No. But maybe it should prompt a new discussion. When the Kennedy Expressway was trenched through Jefferson Park, it created divisions that established a new reality to the land on the Far Northwest Side of Chicago. The area south of the new highway (“downtown Jefferson Park”), as previously noted, developed into a denser business district that included all public services (post office, public pool, library). Jefferson Parkers became more like their neighbors in Irving Park, Mayfair, and Albany Park. At the same time, the highway’s construction thrust the more suburban-like Gladstone Park and Norwood Park areas together to develop differently. If one were to look at what goals they now have in common, wouldn’t it make more sense for Gladstone Parkers to secede from Jefferson Park to align with Norwood Parkers for everyone’s mutual benefits?

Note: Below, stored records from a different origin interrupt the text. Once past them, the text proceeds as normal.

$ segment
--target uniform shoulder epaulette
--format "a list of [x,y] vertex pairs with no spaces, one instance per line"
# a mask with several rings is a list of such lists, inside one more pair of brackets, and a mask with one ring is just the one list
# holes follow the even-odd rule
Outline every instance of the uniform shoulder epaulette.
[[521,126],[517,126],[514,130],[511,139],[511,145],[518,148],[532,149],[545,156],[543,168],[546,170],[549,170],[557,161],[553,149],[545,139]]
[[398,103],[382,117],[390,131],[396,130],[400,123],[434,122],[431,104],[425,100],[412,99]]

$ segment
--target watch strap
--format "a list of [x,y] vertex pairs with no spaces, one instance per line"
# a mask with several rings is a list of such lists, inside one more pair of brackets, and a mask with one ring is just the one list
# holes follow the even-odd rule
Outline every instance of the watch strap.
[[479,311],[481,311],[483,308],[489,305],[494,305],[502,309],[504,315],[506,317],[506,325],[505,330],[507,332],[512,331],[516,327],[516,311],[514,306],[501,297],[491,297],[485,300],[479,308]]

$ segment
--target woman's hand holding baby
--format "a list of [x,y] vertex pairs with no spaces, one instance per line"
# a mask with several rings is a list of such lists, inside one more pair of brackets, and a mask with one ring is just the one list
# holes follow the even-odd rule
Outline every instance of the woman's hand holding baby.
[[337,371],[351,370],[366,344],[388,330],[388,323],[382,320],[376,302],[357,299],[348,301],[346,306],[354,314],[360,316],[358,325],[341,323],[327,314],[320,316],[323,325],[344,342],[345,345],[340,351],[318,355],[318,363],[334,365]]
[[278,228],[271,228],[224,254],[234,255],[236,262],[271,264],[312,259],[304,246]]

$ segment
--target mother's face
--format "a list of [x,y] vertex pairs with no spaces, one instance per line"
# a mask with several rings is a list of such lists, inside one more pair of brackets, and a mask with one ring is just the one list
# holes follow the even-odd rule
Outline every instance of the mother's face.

Before this notion is dismissed outright, people should remember that the more than 100 subcommunities of Chicago are constantly changing. And even Chicago’s “official” neighborhoods that have been around for decades have seen at least two major changes in their designations, as detailed by The Block Club. First, there was the land to the west of the city that became neighborhood #76 when it was annexed as the O’Hare International Airport in the new O’Hare neighborhood. Then there was Edgewater, the community on the east that lobbied during the 1960s and 1970s to separate itself from Uptown to become its own entity based on its unique historical identity. In 1980 the city approved Edgewater’s initiative to secede from the greater community to became Chicago neighborhood #77.

Having Their Cake and Eating It, Too

Just because the Gladstone Park community isn’t official and just because its very presence is indeterminate doesn’t mean it’s nondescript or even ordinary. On the contrary. The very mystery behind the what and where of the community is what gives it the opportunity to be exceptional.

Clearly, Gladstone Park is complicated. Like any city neighborhood, it has its attributes as well as its share of problems. Up here on the “Far Northwest Side,” the distant and somewhat undefined community gets ignored by the powers-that-be in Chicago as much as it gets put upon. But existing 10-12 miles away from the purview of big metropolitan departments and red tape can be a good thing. Sometimes it’s easier to be what you want to be by flying under the radar.

Most people who move to Gladstone Park say it is the best place they could afford to live comfortably where they could be a part of Chicago…but not feel like they were in a big city. Ensconced in their sturdy vintage homes on lush tree-lined streets, they relish all the perks of living in a low-rise, family-friendly community that feels more like a country village. Yet by hopping on a bus, they can get to the Jefferson Park Transit Center within a mere five minutes and connect via bus, “el,” and Metra to all the world class museums, pro sports arenas, lakefront beaches and music and theater venues they want.

So tell people in this one-square mile community you never heard of where they come from. Tease them about being small and insignificant. Make fun that they were named after an old British prime minister. Poke at them for their dedication as public servants…teachers, police, firefighters who may be more law and order than progressive. Levy any insult, but none would hit the mark. Why? because Gladstonians are proud Chicagoans who are having their cake and eating it, too. Why would they want to live any other way?